In Oberkirchbach, viele Jahrzehnte später, versucht Marie, die Frau des neuen Pfarrers heimisch zu werden. Das ist nicht ganz einfach, das Dorf scheint gespalten, im Zentrum die alten Bewohner und im Neubaugebiet die jungen Familien, aber es gibt kein Miteinander mehr. Ein Dorffest soll es richten, wenn da nicht die zwei unversöhnlichen Einwohner wären: Emma und Fritz, die nie wieder ein Wort gewechselt haben.

Das Buch ist eine Liebesgeschichte, eine traurige und tragische dazu, aber es ist auch eine Geschichte vom Verschwinden der Dörfer. Wenn das Dorfzentrum stirbt, es keine Geschäfte und kein Wirtshaus mehr gibt, bleiben nur noch die Kirche und der Friedhof. Auch Neubaugebiete bringen kein Leben in die Dorfstruktur und die meisten Menschen, die jungen, genau wie alten, leben nebeneinander her.

In dieser Geschichte hat mir ganz besonders die junge Pfarrersfrau Marie gefallen, die mit ihrem Mann gleich noch ein Stück vom Beruf geheiratet hat.

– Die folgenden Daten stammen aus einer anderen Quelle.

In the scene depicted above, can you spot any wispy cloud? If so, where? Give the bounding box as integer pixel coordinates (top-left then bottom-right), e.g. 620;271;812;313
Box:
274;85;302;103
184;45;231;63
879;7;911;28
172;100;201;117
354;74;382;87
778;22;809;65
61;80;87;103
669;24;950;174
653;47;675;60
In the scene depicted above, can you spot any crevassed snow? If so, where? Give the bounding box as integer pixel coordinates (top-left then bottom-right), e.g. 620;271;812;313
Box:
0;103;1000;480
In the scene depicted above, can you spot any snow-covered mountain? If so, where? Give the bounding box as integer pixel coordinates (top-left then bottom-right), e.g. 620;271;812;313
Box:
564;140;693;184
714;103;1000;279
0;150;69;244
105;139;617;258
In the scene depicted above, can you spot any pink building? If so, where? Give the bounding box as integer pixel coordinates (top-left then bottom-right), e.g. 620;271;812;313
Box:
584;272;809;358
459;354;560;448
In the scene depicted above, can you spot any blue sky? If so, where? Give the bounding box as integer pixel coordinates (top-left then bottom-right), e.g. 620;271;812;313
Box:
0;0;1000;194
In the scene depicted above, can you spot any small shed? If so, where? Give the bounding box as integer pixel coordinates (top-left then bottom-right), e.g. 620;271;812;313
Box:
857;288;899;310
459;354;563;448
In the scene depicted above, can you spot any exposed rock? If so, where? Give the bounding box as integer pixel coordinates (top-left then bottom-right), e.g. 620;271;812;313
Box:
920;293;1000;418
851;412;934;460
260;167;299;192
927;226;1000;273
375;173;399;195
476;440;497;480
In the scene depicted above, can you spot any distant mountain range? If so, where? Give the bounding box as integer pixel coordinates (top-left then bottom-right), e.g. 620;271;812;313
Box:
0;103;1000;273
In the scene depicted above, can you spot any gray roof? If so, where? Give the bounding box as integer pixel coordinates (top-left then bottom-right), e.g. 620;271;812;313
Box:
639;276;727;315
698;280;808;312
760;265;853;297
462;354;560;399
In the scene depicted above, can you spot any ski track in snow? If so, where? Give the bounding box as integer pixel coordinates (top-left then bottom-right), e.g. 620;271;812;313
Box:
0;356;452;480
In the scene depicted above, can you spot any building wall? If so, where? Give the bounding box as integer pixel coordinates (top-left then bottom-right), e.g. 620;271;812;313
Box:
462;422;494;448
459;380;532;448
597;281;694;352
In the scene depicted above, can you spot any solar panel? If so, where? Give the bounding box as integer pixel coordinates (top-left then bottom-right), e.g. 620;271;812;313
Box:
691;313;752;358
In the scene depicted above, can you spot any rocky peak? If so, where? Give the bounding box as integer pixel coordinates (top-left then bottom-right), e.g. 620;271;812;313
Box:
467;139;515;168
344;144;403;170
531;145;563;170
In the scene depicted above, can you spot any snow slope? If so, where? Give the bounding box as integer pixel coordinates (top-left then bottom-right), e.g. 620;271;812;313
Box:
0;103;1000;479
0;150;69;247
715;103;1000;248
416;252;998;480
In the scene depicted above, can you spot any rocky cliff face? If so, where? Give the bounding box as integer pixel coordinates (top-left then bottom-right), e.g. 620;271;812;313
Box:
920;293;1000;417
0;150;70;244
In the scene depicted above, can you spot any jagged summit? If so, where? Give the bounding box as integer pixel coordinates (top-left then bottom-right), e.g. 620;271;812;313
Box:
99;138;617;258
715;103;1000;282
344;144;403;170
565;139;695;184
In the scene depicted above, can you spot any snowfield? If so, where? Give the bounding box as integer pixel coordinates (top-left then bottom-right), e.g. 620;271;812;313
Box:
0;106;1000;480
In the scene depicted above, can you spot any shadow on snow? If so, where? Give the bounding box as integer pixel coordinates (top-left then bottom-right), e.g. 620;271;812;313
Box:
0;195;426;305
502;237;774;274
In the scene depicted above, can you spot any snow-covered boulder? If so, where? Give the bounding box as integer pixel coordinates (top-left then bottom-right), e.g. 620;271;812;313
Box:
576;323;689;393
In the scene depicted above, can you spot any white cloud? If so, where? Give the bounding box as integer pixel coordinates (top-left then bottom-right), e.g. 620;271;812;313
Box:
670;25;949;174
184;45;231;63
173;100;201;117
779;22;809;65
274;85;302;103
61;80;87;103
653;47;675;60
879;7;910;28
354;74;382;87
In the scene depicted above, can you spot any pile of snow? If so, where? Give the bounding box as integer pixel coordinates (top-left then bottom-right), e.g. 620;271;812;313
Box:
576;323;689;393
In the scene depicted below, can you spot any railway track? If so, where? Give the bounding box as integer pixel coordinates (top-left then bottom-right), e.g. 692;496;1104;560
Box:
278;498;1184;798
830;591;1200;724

Denn an „Frau Pfarrer“ sind große Erwartungen geknüpft. Für alle eine offenes Ohr, in den Vereinen präsent und unbezahlte Seniorenberaterin soll sie auch noch sein. Kein Wunder, dass sie mit der Rolle hadert. Die Autorin schildert das Ankommen und Heimischwerden auf eine mitreißende Art und ihr gelingt die Verknüpfung zwischen der alten Liebesgeschichte und dem heutigen Handlungsstrang. Beide sind warmherzig erzählt, der Stil der Autorin gefiel mir außerordentlich gut.

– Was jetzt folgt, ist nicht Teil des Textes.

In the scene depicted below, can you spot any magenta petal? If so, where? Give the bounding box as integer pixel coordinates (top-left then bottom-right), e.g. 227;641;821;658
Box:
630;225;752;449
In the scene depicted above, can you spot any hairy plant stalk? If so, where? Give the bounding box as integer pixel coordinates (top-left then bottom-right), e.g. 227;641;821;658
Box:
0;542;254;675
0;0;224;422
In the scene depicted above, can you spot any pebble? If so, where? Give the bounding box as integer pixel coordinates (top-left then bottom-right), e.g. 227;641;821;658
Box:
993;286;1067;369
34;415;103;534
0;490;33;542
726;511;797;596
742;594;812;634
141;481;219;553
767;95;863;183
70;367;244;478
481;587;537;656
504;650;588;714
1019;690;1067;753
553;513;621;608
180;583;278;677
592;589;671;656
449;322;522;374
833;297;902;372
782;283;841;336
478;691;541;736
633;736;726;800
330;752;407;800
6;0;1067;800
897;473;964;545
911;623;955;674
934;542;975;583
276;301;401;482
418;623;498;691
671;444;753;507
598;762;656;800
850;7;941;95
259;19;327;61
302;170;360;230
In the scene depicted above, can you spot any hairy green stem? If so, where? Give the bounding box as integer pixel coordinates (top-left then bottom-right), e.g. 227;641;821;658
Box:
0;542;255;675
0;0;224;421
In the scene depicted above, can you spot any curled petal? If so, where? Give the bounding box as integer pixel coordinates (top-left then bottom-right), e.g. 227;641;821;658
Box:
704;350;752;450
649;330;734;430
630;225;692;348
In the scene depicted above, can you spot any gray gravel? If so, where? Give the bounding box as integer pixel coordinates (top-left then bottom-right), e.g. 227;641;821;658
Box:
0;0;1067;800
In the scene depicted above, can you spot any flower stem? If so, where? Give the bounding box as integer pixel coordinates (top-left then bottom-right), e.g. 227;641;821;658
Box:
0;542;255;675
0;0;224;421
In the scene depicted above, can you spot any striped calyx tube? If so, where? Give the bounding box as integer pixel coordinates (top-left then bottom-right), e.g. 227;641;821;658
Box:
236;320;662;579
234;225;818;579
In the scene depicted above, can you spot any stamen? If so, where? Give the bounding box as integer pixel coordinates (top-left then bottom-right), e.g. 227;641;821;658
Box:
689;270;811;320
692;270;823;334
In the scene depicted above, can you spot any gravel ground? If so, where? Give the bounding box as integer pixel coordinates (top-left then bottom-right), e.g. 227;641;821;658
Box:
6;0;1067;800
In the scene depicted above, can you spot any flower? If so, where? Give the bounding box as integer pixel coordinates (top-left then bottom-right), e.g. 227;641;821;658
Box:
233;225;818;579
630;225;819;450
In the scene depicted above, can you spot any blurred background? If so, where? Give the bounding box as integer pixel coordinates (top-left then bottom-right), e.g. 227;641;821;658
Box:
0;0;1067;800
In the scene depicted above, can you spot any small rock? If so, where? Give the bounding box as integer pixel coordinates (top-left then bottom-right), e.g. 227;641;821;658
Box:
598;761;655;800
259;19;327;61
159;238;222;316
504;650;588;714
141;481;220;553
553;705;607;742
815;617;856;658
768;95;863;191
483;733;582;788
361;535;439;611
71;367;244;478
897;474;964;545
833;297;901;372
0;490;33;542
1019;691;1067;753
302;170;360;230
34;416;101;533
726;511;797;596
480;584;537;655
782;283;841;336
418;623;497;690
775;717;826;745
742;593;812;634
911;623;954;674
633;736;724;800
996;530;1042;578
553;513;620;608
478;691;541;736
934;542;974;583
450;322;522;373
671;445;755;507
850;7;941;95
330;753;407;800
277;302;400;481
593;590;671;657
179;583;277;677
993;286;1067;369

Ihr gelingt auch noch eine kleine Hommage an das Dorf, ich konnte es mir gut vorstellen und gleichzeitig kamen auch die Erinnerungen an das Dorf meiner Kindheit hoch, dessen Schicksal dem von Oberkirchbach gleicht – nur dass es keine Marie gibt.

Die Autorin ließ auch wichtige Themen einfließen: die Kriegstraumata, die damals nicht erkannt und behandelt wurden, der Umgang mit Ostflüchtlingen und in der Gegenwart der Strukturwandel der Dörfer. Das alles gelingt mir mit Empathie und Herzenswärme und so ist der Roman von der ersten Seite an ein ganz besonderer Lesegenuss.